$1.5 Billion, Seven-Year Education Bill Will Have ‘Tremendous Impact’ for Haverhill Families: Vargas

Senate President Karen Spilka (left) Education Committee Co-Chairs Sen. Jason Lewis and Rep. Alice Peisch, and House Speaker Robert DeLeo unveiled their education funding reform bill in the State Library on Sept. 19, 2019. (Courtesy photograph/Sam Doran, SHNS)

Haverhill students are among those poised to benefit from a new $1.5 billion consensus school finance reform bill that House and Senate leaders rolled out Thursday that’s expected to hit the Senate floor in two weeks.

Rep. Alice Pesich and Sen. Jason Lewis, the co-chairs of the Education Committee that has been working for months to develop the legislation, said a focus of the bill is providing resources to low-income students.

“I think it’s fair to say that if this bill passes into law, we will have the strongest and most progressive education funding system in terms of how we reflect the needs of low-income students,” Lewis, a Winchester Democrat, said, according to the State House News Service.

The bill, dubbed the Student Opportunity Act and unanimously endorsed by the Education Committee Thursday, would increase Chapter 70 aid to local schools by $1.4 billion, and House Speaker Robert DeLeo said it does not involve plans for additional taxes.

All students in the state will see some benefit from the bill, Peisch said, though the school funding formula has always been intended to give more state aid to districts with greater need.

Haverhill state Rep. Andy Vargas, who sits on the Joint Committee on Education and the House Committee on Ways and Means, predicts the bill will have a “tremendous” impact on city families.

“The bill…provides districts with the highest percentages of low-income students, with the greatest increases in education funding. This will have a tremendous impact for Haverhill families. I’m grateful for the teachers, students, and parents that have been organizing and demonstrating the power of civic engagement,” Vargas tells WHAV.

The bill uses Group Insurance Commission data to estimate districts’ employee and retiree health care costs; increases special education enrollment and cost assumptions; increases funding for English language learners and differentiates that money by grade level, with more for older students; and provides additional money based on the percentage of low-income students in a district. It also returns to an older definition of low-income students that was used in past years: 185 percent of the federal poverty level.

In addition to its funding changes, the bill establishes a commission to investigate the challenges facing rural schools and tasks state officials with analyzing the ways local contributions are determined in the Chapter 70 formula.

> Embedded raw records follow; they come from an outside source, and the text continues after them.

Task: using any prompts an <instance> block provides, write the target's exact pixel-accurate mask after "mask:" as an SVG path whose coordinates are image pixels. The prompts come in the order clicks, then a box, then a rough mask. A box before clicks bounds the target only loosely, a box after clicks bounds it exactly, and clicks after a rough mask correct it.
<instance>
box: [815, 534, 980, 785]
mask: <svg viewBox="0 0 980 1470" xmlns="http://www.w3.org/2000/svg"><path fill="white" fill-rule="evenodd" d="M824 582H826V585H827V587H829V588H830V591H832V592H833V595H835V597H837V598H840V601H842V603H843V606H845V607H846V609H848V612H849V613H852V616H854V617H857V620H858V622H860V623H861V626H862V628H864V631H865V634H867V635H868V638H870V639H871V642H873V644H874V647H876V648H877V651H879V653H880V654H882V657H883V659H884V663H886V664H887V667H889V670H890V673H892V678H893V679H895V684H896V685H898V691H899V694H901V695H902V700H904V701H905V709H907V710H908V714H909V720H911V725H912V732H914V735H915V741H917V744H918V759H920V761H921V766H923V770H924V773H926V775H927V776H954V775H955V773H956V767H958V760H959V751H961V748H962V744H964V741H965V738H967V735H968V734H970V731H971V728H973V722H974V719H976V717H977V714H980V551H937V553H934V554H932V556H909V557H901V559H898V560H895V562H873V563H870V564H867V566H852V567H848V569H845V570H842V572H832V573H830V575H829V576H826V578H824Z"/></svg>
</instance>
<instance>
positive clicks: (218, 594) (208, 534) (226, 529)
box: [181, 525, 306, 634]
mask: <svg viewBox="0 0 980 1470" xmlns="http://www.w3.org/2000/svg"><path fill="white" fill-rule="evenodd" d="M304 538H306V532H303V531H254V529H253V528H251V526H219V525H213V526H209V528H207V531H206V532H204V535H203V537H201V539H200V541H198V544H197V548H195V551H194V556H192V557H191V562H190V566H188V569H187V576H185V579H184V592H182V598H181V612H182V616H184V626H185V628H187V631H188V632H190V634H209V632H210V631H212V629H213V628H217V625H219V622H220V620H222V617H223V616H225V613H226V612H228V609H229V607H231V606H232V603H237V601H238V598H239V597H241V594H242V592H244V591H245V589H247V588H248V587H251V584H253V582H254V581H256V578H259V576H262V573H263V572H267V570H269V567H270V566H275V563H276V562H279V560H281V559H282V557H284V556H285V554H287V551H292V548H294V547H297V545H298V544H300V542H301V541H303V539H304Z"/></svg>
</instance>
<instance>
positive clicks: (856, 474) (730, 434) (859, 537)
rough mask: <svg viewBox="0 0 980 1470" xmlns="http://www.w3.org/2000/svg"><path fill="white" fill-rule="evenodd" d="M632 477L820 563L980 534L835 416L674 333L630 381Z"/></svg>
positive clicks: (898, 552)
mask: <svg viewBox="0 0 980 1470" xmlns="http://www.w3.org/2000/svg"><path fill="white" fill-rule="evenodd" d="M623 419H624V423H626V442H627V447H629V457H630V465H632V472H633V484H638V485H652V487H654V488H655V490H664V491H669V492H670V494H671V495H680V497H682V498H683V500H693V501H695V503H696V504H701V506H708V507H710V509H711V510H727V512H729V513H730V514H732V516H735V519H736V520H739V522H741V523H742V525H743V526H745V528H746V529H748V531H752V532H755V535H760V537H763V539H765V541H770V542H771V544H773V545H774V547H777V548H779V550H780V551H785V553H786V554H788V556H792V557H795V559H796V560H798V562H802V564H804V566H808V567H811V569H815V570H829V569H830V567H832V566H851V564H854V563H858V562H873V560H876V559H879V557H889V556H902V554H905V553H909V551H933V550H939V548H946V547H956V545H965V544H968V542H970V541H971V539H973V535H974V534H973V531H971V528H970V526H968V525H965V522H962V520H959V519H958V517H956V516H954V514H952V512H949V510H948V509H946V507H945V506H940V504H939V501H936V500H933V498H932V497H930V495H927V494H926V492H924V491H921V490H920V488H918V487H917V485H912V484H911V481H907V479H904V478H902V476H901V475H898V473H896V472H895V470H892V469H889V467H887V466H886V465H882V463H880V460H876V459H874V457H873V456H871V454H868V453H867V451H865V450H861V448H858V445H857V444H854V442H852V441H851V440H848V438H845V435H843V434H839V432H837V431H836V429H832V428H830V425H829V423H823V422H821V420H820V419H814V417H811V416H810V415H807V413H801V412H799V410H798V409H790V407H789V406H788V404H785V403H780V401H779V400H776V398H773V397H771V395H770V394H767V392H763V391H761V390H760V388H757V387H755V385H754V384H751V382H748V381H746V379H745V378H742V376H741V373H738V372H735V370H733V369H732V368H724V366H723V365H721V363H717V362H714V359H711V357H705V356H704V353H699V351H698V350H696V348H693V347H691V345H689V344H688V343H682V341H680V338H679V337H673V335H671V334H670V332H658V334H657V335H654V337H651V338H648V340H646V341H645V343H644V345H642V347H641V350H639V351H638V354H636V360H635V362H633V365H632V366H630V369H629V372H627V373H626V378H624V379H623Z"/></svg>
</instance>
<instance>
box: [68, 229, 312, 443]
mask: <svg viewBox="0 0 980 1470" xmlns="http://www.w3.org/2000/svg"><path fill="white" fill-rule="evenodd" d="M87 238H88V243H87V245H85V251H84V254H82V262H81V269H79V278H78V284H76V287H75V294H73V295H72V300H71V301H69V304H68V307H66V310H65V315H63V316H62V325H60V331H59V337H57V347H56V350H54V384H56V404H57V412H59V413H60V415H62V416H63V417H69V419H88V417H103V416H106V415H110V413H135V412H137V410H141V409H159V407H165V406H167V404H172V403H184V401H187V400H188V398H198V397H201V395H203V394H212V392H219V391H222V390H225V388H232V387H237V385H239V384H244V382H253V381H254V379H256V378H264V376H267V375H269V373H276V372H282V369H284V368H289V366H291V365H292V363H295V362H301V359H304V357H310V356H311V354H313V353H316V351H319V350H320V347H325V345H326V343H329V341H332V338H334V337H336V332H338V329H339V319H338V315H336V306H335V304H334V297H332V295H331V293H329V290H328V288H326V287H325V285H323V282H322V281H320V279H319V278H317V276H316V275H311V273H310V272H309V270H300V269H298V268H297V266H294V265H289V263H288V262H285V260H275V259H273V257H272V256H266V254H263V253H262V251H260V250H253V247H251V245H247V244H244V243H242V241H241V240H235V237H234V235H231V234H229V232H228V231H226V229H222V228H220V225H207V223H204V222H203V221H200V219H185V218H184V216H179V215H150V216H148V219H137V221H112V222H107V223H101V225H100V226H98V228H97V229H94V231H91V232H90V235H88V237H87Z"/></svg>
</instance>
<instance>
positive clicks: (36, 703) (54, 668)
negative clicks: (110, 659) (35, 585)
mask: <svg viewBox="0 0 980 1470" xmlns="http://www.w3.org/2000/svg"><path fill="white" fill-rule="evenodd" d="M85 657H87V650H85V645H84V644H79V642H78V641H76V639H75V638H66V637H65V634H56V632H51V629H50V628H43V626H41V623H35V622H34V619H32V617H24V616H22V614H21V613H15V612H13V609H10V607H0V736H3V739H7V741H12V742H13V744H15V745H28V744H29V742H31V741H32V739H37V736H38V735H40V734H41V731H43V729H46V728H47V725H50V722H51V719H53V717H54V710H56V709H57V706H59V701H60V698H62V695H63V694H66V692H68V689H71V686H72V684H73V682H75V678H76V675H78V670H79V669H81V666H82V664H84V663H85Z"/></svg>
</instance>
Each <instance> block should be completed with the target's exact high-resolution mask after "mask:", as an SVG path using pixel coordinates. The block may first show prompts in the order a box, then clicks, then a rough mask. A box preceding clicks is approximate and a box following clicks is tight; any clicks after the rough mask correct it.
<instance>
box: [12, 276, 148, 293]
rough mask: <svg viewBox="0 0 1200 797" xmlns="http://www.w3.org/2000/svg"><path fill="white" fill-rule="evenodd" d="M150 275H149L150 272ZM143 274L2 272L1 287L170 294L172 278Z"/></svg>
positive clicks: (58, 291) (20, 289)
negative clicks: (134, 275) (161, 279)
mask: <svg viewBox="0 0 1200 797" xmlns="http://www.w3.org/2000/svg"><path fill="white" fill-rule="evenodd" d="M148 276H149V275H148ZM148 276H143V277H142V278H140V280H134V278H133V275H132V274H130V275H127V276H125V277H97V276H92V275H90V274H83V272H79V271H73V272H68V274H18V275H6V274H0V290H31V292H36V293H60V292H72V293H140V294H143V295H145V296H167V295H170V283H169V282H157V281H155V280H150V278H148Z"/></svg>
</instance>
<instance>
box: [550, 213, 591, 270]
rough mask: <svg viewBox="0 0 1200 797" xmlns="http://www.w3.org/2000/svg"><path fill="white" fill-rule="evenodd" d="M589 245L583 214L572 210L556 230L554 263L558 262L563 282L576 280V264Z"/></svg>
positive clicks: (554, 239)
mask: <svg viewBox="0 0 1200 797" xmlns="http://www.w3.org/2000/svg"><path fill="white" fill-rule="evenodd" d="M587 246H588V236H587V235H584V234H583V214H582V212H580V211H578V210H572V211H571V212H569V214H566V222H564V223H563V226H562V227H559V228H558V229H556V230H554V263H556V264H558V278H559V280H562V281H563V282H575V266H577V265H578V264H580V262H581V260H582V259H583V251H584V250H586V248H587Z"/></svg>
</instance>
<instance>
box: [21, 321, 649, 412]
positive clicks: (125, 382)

It creates a “21st Century Education Trust Fund” to support schools and districts pursuing innovative approaches to learning, increases the Massachusetts School Building Authority’s annual spending cap to allow more school construction projects into the pipeline, sets up a three-year timeline to fully fund charter school tuition reimbursements, and expands a special education reimbursement program known as the circuit breaker to include transportation costs.

School districts would be required, under the bill, to set targets for closing persistent achievement gaps and make plans publicly available on how they will spend the money targeted for English learners and low-income students, Lewis said.

The bill will go first to the Senate, and Lewis said a vote is tentatively planned to take place in two weeks after vetting by the Senate Ways and Means Committee.